Détente
BLAM!
My bedroom door jangles, shaken to its hinges with the force of the slam.
“I hate you! You don’t understand anything!”
The words spat in vitriol, in a haze of hormones, hang stiffly in the air. Unsheathed now, they must draw blood. I know I have gone too far, said too much, but the words hover ominously, waiting to pounce.
Mother is frozen momentarily in her pursuit. I see that she’s wounded, and the core of me is cowed in shame and regret. I want to snatch back those words, fling open the door, run crying to her as I did when I was little. I want to fall into her arms sobbing, to feel the sanctuary of her embrace, to hear the comforting beat of her heart, and feel the warmth of her bosom.
But it’s too late. The door, stern and disapproving, stands between us, reinforced by the portcullis of too hastily spat words. My hand reaches for the key, defies my objecting eyes, and turns it. The sharp click as the bolt finds its home, reverberates off the walls, echoing endlessly in the rigid silence.
For an instant I’m horrified by what I’ve done. I wonder what has happened to the little girl, perpetually bound to her mother’s skirts. Who’s this shrieking demon that has so surreptitiously possessed me? It’s a fleeting thought that flares and fades, replaced now by the cheek-burning memory of Mother’s objections, her disapproval. Was that disappointment I saw flickering in her eyes?
The tide of rage and embarrassment swell, flushing my ears vermilion. My throat constricts, rasping my breath, tears pause at the lip of my eyelid, gathering in number before being pushed on their slippery descent down my cheek. I am forlorn. Torn between my longing for the comfort I’ve always relied on, and my sense of betrayal.
“Leave me alone!”, the words splatter from my lips before I’m even aware of speaking them. Mother’s breath, sucked between her teeth, hisses around the solid wooden door, coiling into my conscience. Who’s this harridan, this harpy, that speaks with such brazen disrespect? She’s unfamiliar to me, this teenaged girl-woman who now co-opts my words, controls my actions.
A choking silence blankets us once more, the door a seemingly impenetrable barrier, forcing an uneasy truce. A soft sobbing begins from somewhere. Had I burnt my last bridge? Would there be no redemption from here? Did my poison dipped words find a home in Mother’s heart?

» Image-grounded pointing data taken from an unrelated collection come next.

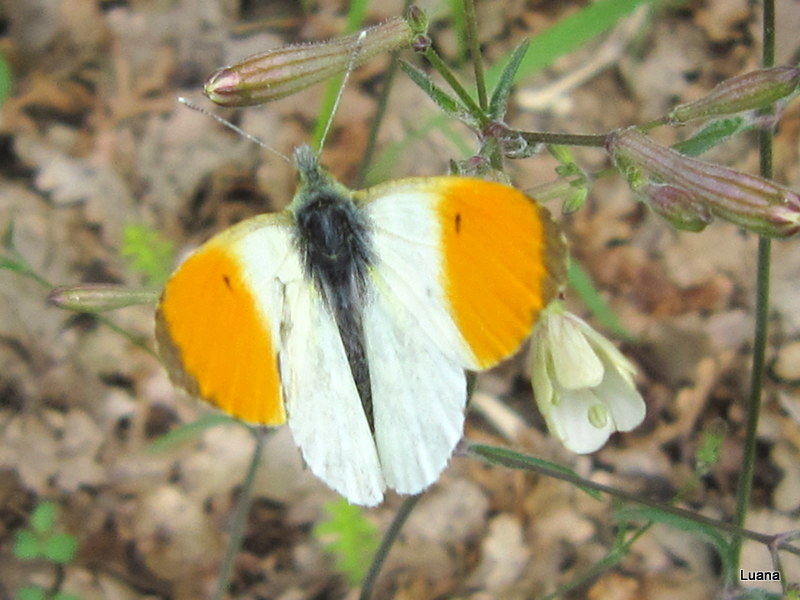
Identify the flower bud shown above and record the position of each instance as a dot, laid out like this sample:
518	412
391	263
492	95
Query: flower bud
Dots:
99	297
583	385
748	201
756	89
283	71
677	206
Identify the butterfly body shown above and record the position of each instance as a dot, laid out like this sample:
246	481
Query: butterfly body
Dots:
353	315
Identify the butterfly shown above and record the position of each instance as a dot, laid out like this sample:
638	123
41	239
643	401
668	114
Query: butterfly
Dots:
353	315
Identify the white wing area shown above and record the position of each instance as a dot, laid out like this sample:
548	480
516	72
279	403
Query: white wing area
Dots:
419	396
416	353
407	241
325	413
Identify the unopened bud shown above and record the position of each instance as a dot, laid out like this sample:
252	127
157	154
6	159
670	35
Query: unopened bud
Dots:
756	89
751	202
677	206
283	71
417	19
100	297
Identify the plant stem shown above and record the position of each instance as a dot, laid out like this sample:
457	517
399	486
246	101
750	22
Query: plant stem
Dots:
475	52
386	544
380	112
564	139
438	64
491	455
745	483
240	516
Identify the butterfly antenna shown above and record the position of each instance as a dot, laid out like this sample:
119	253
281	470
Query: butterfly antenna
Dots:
232	127
356	51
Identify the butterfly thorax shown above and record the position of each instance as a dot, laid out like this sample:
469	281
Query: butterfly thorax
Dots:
333	238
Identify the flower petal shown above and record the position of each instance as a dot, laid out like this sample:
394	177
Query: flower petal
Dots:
575	362
569	420
623	400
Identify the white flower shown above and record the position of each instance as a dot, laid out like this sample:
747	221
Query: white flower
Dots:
583	385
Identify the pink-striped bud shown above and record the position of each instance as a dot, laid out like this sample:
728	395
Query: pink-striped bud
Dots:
283	71
751	202
756	89
100	297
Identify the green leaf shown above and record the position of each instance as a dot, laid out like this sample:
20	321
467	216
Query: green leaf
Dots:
148	253
5	80
10	264
516	460
350	537
27	546
31	592
8	235
569	34
44	517
60	548
712	535
497	104
712	135
189	431
443	100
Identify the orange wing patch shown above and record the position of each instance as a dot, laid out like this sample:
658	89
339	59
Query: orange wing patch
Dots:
503	263
214	340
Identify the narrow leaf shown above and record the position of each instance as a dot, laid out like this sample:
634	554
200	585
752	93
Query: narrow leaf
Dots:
189	431
26	546
497	104
516	460
447	103
44	517
60	548
712	135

A wetness seeps into my consciousness, and I notice fat teardrops landing one after another on my hand. The sobbing, I realise, is coming from me.
The venomous words did strike deep, but they flew off course, and into the wrong heart.
“Sweetheart, please,” she pleads balefully through the door.
Hesitantly, cautiously, my hand once again reaches for the key.
CLICK!
©Asha Rajan
This is beautiful and so true
Thanks so much for stopping by and also for your kind comment!
No, thank you. You have depicted a moment of true family life to such a degree it filled me with emotion.